The Override type from the ignore crate provides gitignore-style glob matching. The two binary detection fields allow different policies based on how files were discovered.


Section 2: The Builder Pattern in Action

/// A builder for configuring and constructing a search worker.
#[derive(Clone, Debug)]
pub(crate) struct SearchWorkerBuilder {
    config: Config,
    command_builder: grep::cli::CommandReaderBuilder,
}

impl SearchWorkerBuilder {
    /// Create a new builder for configuring and constructing a search worker.
    pub(crate) fn new() -> SearchWorkerBuilder {
        let mut command_builder = grep::cli::CommandReaderBuilder::new();
        // Async stderr prevents deadlocks when preprocessors write errors
        command_builder.async_stderr(true);

        SearchWorkerBuilder { config: Config::default(), command_builder }
    }

    /// Create a new search worker using the given searcher, matcher and
    /// printer.
    pub(crate) fn build<W: WriteColor>(
        &self,
        matcher: PatternMatcher,
        searcher: grep::searcher::Searcher,
        printer: Printer<W>,
    ) -> SearchWorker<W> {
        let config = self.config.clone();
        let command_builder = self.command_builder.clone();
        // Only create decomp_builder when search_zip is enabled
        // This avoids work like resolving decompression binary paths
        let decomp_builder = config.search_zip.then(|| {
            let mut decomp_builder =
                grep::cli::DecompressionReaderBuilder::new();
            decomp_builder.async_stderr(true);
            decomp_builder
        });
        SearchWorker {
            config,
            command_builder,
            decomp_builder,
            matcher,
            searcher,
            printer,
        }
    }
}

The then() method on bool is an elegant way to conditionally create Option<T> values. It returns Some(closure_result) if true, None if false.

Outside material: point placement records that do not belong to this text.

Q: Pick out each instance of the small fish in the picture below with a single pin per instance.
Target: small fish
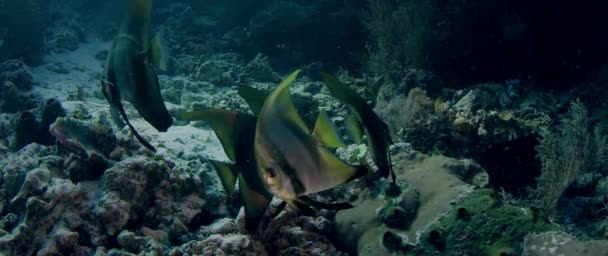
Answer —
(76, 136)
(376, 130)
(292, 162)
(130, 73)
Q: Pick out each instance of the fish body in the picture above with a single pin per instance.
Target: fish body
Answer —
(291, 161)
(130, 74)
(376, 130)
(274, 154)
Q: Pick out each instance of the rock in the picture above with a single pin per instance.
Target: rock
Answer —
(12, 100)
(84, 137)
(16, 72)
(431, 188)
(50, 110)
(27, 130)
(559, 243)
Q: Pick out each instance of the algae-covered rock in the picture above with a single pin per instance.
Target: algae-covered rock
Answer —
(481, 222)
(559, 243)
(16, 72)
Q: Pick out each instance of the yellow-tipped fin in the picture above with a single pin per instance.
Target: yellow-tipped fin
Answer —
(222, 122)
(227, 175)
(160, 51)
(325, 132)
(354, 128)
(254, 98)
(255, 204)
(281, 99)
(338, 171)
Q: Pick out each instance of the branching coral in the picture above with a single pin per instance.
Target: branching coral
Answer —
(565, 154)
(17, 72)
(399, 30)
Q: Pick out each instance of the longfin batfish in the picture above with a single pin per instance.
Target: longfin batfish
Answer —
(236, 133)
(292, 162)
(130, 74)
(375, 129)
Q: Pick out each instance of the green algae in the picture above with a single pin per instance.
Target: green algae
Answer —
(493, 227)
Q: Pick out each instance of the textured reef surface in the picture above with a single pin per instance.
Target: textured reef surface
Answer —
(497, 118)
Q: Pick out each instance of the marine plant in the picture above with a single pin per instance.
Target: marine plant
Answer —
(398, 32)
(566, 153)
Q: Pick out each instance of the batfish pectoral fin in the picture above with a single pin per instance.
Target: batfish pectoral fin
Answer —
(223, 124)
(227, 174)
(336, 171)
(110, 91)
(325, 132)
(376, 130)
(302, 207)
(159, 51)
(254, 98)
(354, 128)
(329, 206)
(255, 204)
(281, 99)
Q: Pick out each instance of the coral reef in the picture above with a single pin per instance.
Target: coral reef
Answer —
(17, 73)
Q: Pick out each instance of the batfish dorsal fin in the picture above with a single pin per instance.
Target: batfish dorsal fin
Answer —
(354, 128)
(279, 103)
(227, 174)
(325, 132)
(335, 171)
(255, 204)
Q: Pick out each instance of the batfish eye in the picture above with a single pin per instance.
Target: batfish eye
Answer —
(271, 172)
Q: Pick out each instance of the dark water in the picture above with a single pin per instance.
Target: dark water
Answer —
(492, 115)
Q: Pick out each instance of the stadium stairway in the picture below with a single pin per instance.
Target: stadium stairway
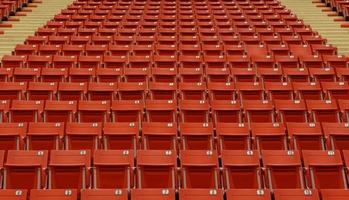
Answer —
(321, 22)
(27, 25)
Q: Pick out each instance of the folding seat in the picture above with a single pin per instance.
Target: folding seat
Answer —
(199, 169)
(159, 135)
(96, 50)
(131, 90)
(25, 169)
(336, 61)
(36, 40)
(296, 75)
(270, 74)
(283, 169)
(80, 40)
(302, 50)
(165, 50)
(192, 91)
(211, 194)
(328, 194)
(232, 136)
(101, 91)
(59, 111)
(342, 74)
(120, 136)
(291, 110)
(127, 111)
(13, 194)
(164, 61)
(327, 74)
(307, 90)
(296, 194)
(57, 40)
(194, 111)
(72, 165)
(25, 111)
(63, 61)
(324, 49)
(288, 61)
(25, 49)
(83, 135)
(11, 135)
(89, 62)
(323, 110)
(241, 169)
(112, 194)
(269, 136)
(71, 91)
(196, 136)
(164, 75)
(190, 61)
(113, 169)
(279, 90)
(336, 90)
(151, 193)
(10, 61)
(156, 169)
(161, 111)
(26, 74)
(249, 90)
(263, 61)
(189, 50)
(63, 194)
(73, 50)
(102, 39)
(248, 194)
(41, 91)
(80, 75)
(258, 111)
(256, 50)
(221, 91)
(12, 91)
(215, 61)
(336, 135)
(93, 111)
(35, 61)
(324, 169)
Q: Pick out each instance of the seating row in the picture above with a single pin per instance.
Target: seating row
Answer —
(171, 52)
(169, 194)
(309, 169)
(157, 135)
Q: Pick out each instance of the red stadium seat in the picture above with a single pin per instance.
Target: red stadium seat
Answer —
(13, 194)
(248, 194)
(241, 169)
(153, 194)
(120, 136)
(113, 169)
(28, 164)
(83, 135)
(156, 169)
(283, 169)
(72, 165)
(324, 169)
(211, 194)
(45, 136)
(199, 169)
(112, 194)
(63, 194)
(337, 135)
(269, 136)
(305, 136)
(296, 194)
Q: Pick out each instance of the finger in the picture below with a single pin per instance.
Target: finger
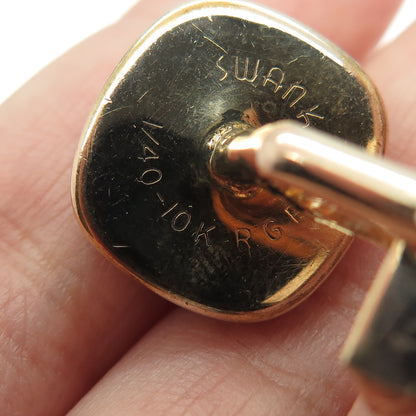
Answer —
(57, 289)
(360, 409)
(191, 365)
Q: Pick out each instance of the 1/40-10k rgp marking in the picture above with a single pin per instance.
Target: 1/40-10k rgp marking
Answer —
(180, 219)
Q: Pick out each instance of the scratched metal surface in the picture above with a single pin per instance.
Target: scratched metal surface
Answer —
(144, 191)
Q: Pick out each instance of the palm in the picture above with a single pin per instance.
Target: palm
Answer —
(67, 316)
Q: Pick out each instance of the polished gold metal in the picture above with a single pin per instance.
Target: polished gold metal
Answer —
(145, 186)
(372, 197)
(343, 187)
(186, 178)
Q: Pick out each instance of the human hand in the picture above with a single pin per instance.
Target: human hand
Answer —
(68, 318)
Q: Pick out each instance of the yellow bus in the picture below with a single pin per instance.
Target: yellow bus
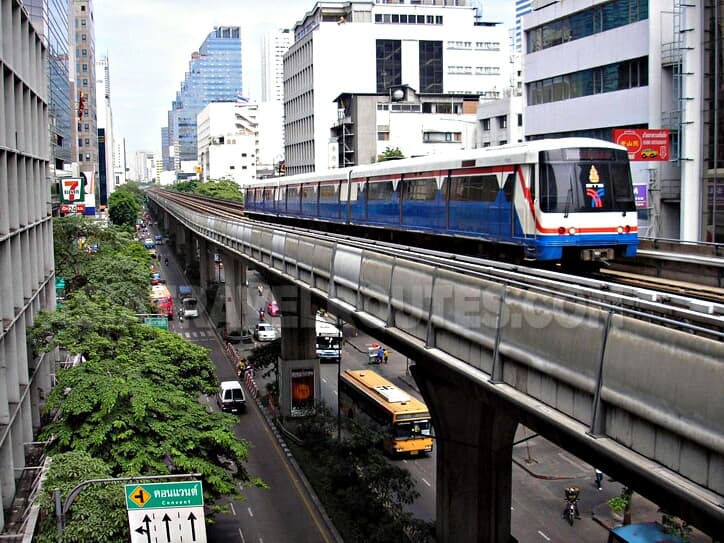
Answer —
(403, 421)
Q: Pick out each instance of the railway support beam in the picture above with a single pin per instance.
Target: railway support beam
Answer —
(474, 443)
(205, 260)
(235, 293)
(299, 375)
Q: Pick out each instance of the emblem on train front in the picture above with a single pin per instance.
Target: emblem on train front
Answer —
(594, 188)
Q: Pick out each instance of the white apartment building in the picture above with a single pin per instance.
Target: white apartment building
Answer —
(120, 165)
(363, 48)
(104, 115)
(227, 142)
(593, 66)
(274, 46)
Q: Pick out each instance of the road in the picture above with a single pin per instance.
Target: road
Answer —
(284, 511)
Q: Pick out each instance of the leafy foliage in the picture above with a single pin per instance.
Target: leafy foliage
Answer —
(123, 208)
(390, 153)
(97, 514)
(364, 493)
(221, 188)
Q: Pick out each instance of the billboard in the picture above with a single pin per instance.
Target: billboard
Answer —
(641, 196)
(643, 144)
(71, 190)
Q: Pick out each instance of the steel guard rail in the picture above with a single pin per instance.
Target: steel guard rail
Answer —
(654, 390)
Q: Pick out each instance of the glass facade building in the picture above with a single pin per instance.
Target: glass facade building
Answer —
(50, 19)
(214, 75)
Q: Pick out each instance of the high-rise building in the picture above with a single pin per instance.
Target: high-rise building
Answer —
(214, 75)
(522, 7)
(83, 76)
(274, 45)
(374, 48)
(667, 77)
(27, 264)
(50, 18)
(228, 142)
(105, 131)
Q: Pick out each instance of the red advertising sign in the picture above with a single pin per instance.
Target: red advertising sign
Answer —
(646, 145)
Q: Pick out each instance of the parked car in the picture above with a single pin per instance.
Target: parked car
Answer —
(272, 308)
(265, 332)
(231, 397)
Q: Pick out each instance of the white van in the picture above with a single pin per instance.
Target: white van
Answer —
(231, 397)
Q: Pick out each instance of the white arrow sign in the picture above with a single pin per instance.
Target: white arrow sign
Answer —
(173, 525)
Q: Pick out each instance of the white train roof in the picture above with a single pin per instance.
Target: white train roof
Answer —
(513, 153)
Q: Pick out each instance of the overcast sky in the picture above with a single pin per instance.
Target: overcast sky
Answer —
(149, 44)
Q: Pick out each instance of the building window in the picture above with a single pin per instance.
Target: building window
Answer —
(584, 23)
(609, 78)
(389, 64)
(430, 66)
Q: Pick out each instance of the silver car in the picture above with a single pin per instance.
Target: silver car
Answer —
(265, 332)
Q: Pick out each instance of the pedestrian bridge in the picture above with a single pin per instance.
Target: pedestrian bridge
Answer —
(642, 401)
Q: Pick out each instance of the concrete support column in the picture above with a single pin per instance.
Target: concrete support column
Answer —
(190, 249)
(474, 458)
(233, 299)
(299, 380)
(204, 258)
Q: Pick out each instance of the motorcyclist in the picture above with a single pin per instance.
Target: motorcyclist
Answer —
(572, 493)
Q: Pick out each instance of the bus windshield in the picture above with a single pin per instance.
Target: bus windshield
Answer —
(585, 180)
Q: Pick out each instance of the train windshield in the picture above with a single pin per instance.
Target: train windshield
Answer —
(585, 180)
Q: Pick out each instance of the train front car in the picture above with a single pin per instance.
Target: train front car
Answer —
(584, 204)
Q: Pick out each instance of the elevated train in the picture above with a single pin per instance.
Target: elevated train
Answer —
(566, 200)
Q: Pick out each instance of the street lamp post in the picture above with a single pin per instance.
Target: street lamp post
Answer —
(340, 324)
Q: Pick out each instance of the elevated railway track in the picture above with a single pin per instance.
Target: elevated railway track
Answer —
(697, 309)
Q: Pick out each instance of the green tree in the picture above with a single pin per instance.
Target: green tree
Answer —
(123, 208)
(390, 153)
(134, 189)
(227, 190)
(77, 241)
(97, 514)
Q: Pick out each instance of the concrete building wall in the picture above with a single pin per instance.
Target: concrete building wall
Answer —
(26, 240)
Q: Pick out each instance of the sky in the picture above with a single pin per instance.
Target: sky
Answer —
(149, 44)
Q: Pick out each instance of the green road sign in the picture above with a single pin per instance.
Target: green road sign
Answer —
(156, 322)
(164, 495)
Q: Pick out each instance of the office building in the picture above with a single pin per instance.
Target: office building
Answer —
(363, 48)
(26, 252)
(667, 77)
(83, 76)
(50, 18)
(227, 135)
(105, 131)
(214, 75)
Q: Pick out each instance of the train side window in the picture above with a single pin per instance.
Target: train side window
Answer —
(379, 190)
(474, 188)
(509, 187)
(419, 189)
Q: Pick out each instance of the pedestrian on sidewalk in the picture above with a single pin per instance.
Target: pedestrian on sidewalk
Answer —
(599, 478)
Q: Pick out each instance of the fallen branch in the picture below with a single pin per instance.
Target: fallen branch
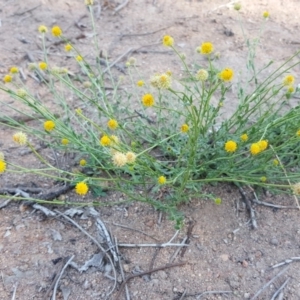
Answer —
(60, 275)
(146, 273)
(285, 262)
(249, 207)
(280, 289)
(269, 282)
(97, 244)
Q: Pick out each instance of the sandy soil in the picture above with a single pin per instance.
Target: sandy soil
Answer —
(224, 253)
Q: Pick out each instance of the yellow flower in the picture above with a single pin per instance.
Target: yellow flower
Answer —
(218, 201)
(82, 162)
(68, 47)
(20, 138)
(2, 166)
(255, 148)
(202, 75)
(131, 157)
(114, 139)
(88, 2)
(119, 159)
(65, 141)
(206, 48)
(78, 58)
(148, 100)
(112, 124)
(43, 29)
(237, 6)
(21, 93)
(226, 74)
(78, 111)
(105, 141)
(161, 180)
(43, 65)
(288, 80)
(291, 89)
(296, 188)
(56, 31)
(7, 78)
(140, 83)
(266, 14)
(184, 128)
(263, 179)
(81, 188)
(230, 146)
(244, 137)
(49, 125)
(14, 70)
(168, 41)
(263, 144)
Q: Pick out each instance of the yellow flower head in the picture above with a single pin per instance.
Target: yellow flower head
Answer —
(119, 159)
(65, 142)
(263, 144)
(43, 29)
(218, 201)
(112, 124)
(56, 31)
(140, 83)
(237, 6)
(161, 180)
(131, 157)
(291, 89)
(230, 146)
(263, 179)
(20, 138)
(43, 65)
(88, 2)
(2, 156)
(206, 48)
(168, 41)
(7, 78)
(14, 70)
(148, 100)
(226, 74)
(114, 139)
(105, 141)
(2, 166)
(266, 14)
(244, 137)
(68, 47)
(202, 75)
(81, 188)
(296, 188)
(21, 93)
(78, 58)
(288, 80)
(255, 148)
(49, 125)
(184, 128)
(82, 162)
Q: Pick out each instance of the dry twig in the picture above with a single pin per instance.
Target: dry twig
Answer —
(146, 273)
(280, 289)
(269, 282)
(60, 275)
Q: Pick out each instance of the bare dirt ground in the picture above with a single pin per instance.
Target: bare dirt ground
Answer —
(224, 253)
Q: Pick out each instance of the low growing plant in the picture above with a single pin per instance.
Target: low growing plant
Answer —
(163, 140)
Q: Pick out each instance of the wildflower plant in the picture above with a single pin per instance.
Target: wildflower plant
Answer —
(187, 145)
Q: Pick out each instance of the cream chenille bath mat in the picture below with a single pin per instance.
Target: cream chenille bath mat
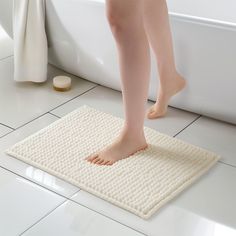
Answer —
(140, 184)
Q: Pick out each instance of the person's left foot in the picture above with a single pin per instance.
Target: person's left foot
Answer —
(124, 146)
(174, 86)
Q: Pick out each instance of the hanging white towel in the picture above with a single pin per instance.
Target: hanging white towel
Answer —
(30, 41)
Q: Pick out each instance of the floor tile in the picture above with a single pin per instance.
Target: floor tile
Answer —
(27, 171)
(209, 203)
(214, 135)
(4, 130)
(38, 98)
(110, 101)
(73, 219)
(22, 203)
(6, 44)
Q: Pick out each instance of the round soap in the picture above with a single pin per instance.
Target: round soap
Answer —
(61, 83)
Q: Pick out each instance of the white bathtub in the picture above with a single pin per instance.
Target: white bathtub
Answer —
(204, 36)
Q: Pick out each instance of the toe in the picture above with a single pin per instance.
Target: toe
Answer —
(96, 160)
(106, 162)
(92, 157)
(100, 162)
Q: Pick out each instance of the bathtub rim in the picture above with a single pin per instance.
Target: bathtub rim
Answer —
(203, 21)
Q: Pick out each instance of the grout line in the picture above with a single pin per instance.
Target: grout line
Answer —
(5, 57)
(187, 125)
(48, 213)
(7, 126)
(227, 164)
(54, 115)
(66, 198)
(45, 187)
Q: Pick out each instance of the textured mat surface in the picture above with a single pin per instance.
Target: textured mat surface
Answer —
(140, 184)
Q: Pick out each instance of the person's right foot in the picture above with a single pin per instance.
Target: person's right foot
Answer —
(160, 107)
(124, 146)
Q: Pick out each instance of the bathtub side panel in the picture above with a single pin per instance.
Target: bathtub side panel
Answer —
(206, 56)
(6, 7)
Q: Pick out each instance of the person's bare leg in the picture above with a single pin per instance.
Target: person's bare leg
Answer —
(157, 26)
(126, 23)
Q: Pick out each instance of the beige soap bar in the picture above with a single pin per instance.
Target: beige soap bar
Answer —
(61, 83)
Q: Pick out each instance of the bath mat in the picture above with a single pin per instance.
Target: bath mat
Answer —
(140, 184)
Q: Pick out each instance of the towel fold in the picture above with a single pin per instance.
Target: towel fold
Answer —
(30, 41)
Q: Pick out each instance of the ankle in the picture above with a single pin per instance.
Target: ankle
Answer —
(129, 133)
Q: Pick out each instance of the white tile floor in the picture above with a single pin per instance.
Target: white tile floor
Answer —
(33, 202)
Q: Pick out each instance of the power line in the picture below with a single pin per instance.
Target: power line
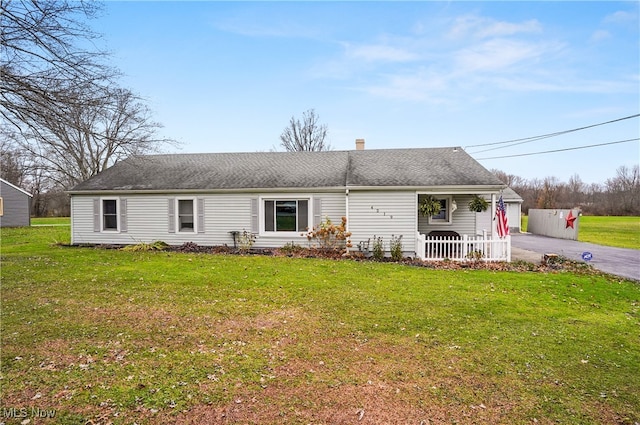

Section 3: Configuring the Preprocessor Pipeline

/// Set the path to a preprocessor command.
///
/// When this is set, instead of searching files directly, the given
/// command will be run with the file path as the first argument, and the
/// output of that command will be searched instead.
pub(crate) fn preprocessor(
    &mut self,
    cmd: Option<std::path::PathBuf>,
) -> anyhow::Result<&mut SearchWorkerBuilder> {
    if let Some(ref prog) = cmd {
        // Resolve the binary path now, fail fast if it doesn't exist
        let bin = grep::cli::resolve_binary(prog)?;
        self.config.preprocessor = Some(bin);
    } else {
        self.config.preprocessor = None;
    }
    // Returns Result to allow early error detection
    Ok(self)
}

/// Set the globs for determining which files should be run through the
/// preprocessor. By default, with no globs and a preprocessor specified,
/// every file is run through the preprocessor.
pub(crate) fn preprocessor_globs(
    &mut self,
    globs: ignore::overrides::Override,
) -> &mut SearchWorkerBuilder {
    self.config.preprocessor_globs = globs;
    self
}

/// Returns true if and only if the given file path should be run through
/// the preprocessor.
fn should_preprocess(&self, path: &Path) -> bool {
    if !self.config.preprocessor.is_some() {
        return false;
    }
    if self.config.preprocessor_globs.is_empty() {
        // No globs means preprocess everything
        return true;
    }
    // Glob match: file is preprocessed unless it's explicitly ignored
    !self.config.preprocessor_globs.matched(path, false).is_ignore()
}

The resolve_binary function handles platform-specific concerns like finding executables with implicit .exe extensions on Windows.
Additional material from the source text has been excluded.